I mercati diretti dei produttori agricoli e i gruppi di acquisto solidale, valorizzano le buone pratiche e contagiano l’opinione pubblica, favorendo i distretti rurali, fra tradizione e innovazione, dal Parco sud ai Navigli, con la riscoperta della rete delle cascine ai confini della metropoli e delle aziende familiari, per nutrire la comunità cittadina che sta cambiando a contatto con l’approdo dei popoli migranti che sono portatori delle culture e delle tradizioni alimentari di altri Continenti.
Il Festival del cinema africano, d’Asia e dell’America latina, ha dedicato quest’anno una sezione alle tematiche dell’Expo, con una selezione di film sulle sfide dell’alimentazione e della sostenibilità, sul diritto al cibo, sulla sicurezza e sulla sovranità alimentare, sull’agricoltura sostenibile e su sistemi produttivi alternativi, con proiezioni, incontri con i registi e gli interpreti, degustazioni e workshop, spaziando dall’Ecuador al Giappone, dalla Tailandia all’India, dalla Guadalupa al Senegal, dal Brasile a Taiwan, dal Kenia all’Iran.
C’è il pane tradizionale preparato nei villaggi con macine di pietra in forni costruiti a mano con perizia e pazienza, accanto ad un panificio moderno che sforna pagnotte per la distribuzione urbana; i contadini indigeni raccolgono il cacao destinato ai produttori di cioccolato pregiato ed equo; si coltivano ortaggi nei fazzoletti di terra negli spazi abbandonati delle città; si lotta contro la svendita dei terreni e per la sovranità alimentare; c’è la marcia e la resistenza passiva degli agricoltori senza terra per il diritto al lavoro e al cibo.
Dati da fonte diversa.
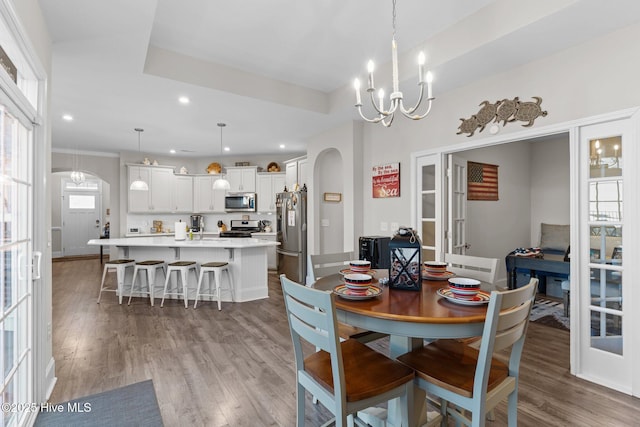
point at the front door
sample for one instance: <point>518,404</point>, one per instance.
<point>80,217</point>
Ci sono i canti e i balli per la semina e la raccolta del riso, che viene poi cucinato e offerto nei templi, ma anche le contestazioni contro le autorità per le importazioni dall’estero che impoveriscono i produttori locali; si vive in attesa della pioggia e della crescita dei germogli nei campi inariditi a causa dei cambiamenti climatici.
E’ un mondo che ci entra in casa con la magia delle immagini e dei suoni, per farci aprire lo sguardo sulla fatica di vivere e sulla volontà di lottare per uscire dalla spirale della miseria e del sottosviluppo con la solidarietà e la cooperazione intercontinentale, per evitare che la globalizzazione costringa alle migrazioni di massa che già stiamo vivendo nel Mediterraneo verso l’Europa.
La mappa delle cascine del distretto agricolo milanese per far conoscere le produzioni locali, dal riso al mais, dal latte alla carne, dagli ortaggi ai fiori, fra abbazie, mulini, marcite e fontanili, si integra con l’iniziativa di Milano social food per coinvolgere le persone in difficoltà in un clima di convivialità e condivisione con un intreccio di bisogni e culture.
Se l’attesa dell’Expo sta alimentando molte speranze fra i cittadini e le comunità immigrate, per una Esposizione universale aperta alla urgenza di “sfamare il mondo” con uno sviluppo compatibile e nel rispetto della natura, si devono superare tutti gli ostacoli che quotidianamente si incontrano nel cammino di avvicinamento all’appuntamento mondiale per “nutrire il pianeta e fornire energia per la vita”, in sintonia con gli obiettivi di sviluppo del Millennio delle Nazioni Unite.